Cooper laughs. "But I wanted it that way. It stretches me a little bit, because I have to listen to the lyrics and go, 'Oh, okay, I see what he’s saying here.' For once, I’m not really doing all of my songs. I’m doing somebody else’s songs."

When asked how he finds himself growing and changing as a performer by adopting this approach, Cooper offers some intriguing insights. "We get stuck sometimes in our style of writing," he says.

"So when every once in a while you have to do something else that makes you uncomfortable. That’s a good thing. It stretches you into this place and it makes you think, 'Okay, now how do I interpret this song? Because I didn’t write this. So how am I going to do this?' Normally, that would be easy to do. This makes it a little harder and that’s a good thing in art. Art should always stretch you."

Judging by his busy schedule, longtime Cooper pal and musical foil Dennis Dunaway — who was also at the Rock Hall's pinball exhibit dedication — shares a similar mindset. He tells UCR he's "always very active creatively," which is no exaggeration: Dunaway is working on two albums and a video, and the paperback version of his memoir, Snakes! Guillotines! Electric Chairs!: My Adventures in the Alice Cooper Group, just came out.

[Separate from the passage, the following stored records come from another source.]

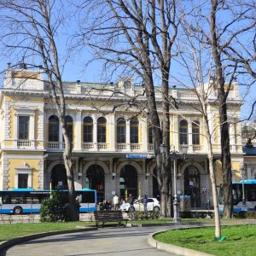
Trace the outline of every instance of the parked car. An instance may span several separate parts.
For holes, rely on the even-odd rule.
[[[143,199],[137,199],[133,202],[133,206],[130,206],[129,203],[125,203],[120,206],[120,209],[123,212],[134,212],[134,211],[144,211],[144,207],[143,204]],[[148,197],[147,204],[148,211],[159,212],[160,211],[160,202],[156,198]]]

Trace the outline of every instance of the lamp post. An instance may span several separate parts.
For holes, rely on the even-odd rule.
[[[247,173],[247,169],[245,166],[242,166],[240,169],[240,172],[241,172],[241,177],[242,180],[242,183],[241,183],[241,188],[242,188],[242,203],[241,205],[241,211],[246,211],[247,210],[247,202],[246,202],[246,198],[245,198],[245,193],[244,193],[244,179],[246,177],[246,173]]]
[[[166,151],[166,145],[160,145],[160,152],[165,153]],[[186,159],[186,154],[188,151],[188,147],[185,144],[181,145],[181,153],[175,150],[175,147],[173,147],[173,150],[170,151],[169,156],[171,160],[173,160],[173,187],[174,187],[174,200],[173,200],[173,222],[177,223],[181,222],[181,218],[179,217],[179,201],[177,196],[177,160],[181,158],[183,155],[183,160]]]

"We began as artists in art class; that’s when we became friends," Dunaways says, referring to Cooper. "And then music is just another extension of that. Theatrics is another creative expression. It’s all just creative energy."

In recent years, Cooper and Dunaway reunited with surviving Alice Cooper band bandmates Michael Bruce and Neal Smith for a surprise 2015 record store gig and to record two new songs as bonus tracks on Cooper's latest album, 2017's Paranormal.

When asked how it feels working together again, Cooper remarks, "It’s always been sort of like, we’ve never really broken up. It was sort of like, we went different ways. But we all were always in touch with each other. I always knew what Dennis was doing. I knew what Neal [Smith] was doing. You know, Mike [Bruce] disappeared … "

Dunaway interjects with a laugh, "Yeah, but he disappeared when we were working together!"

"Yeah, he did!" Cooper says. "And Glen [Buxton] disappeared off of the planet, you know. But that was of his own choosing. But Dennis and Neal and I always had a creative force together."

"It’s not like we get together and we have to fill in any gaps," adds Dunaway. "It’s just an ongoing thing. When we’re together, it’s like we’ve always been together."

That the musicians have all been friends since they were teenagers also helps, as it ensures the group tends to be on the same creative wavelength.

"It’s so funny, because I’ll be listening to songs and I’ll go, 'That’s a Dunaway song,'" Cooper says. "I can just tell. It’s got Dunaway’s fingerprints all over it. And I can tell if it’s a Neal song. And Mike, when Mike comes in with a song, I go, 'That’s a Mike song.' We’ve worked on so many songs together that you know each other’s fingerprints."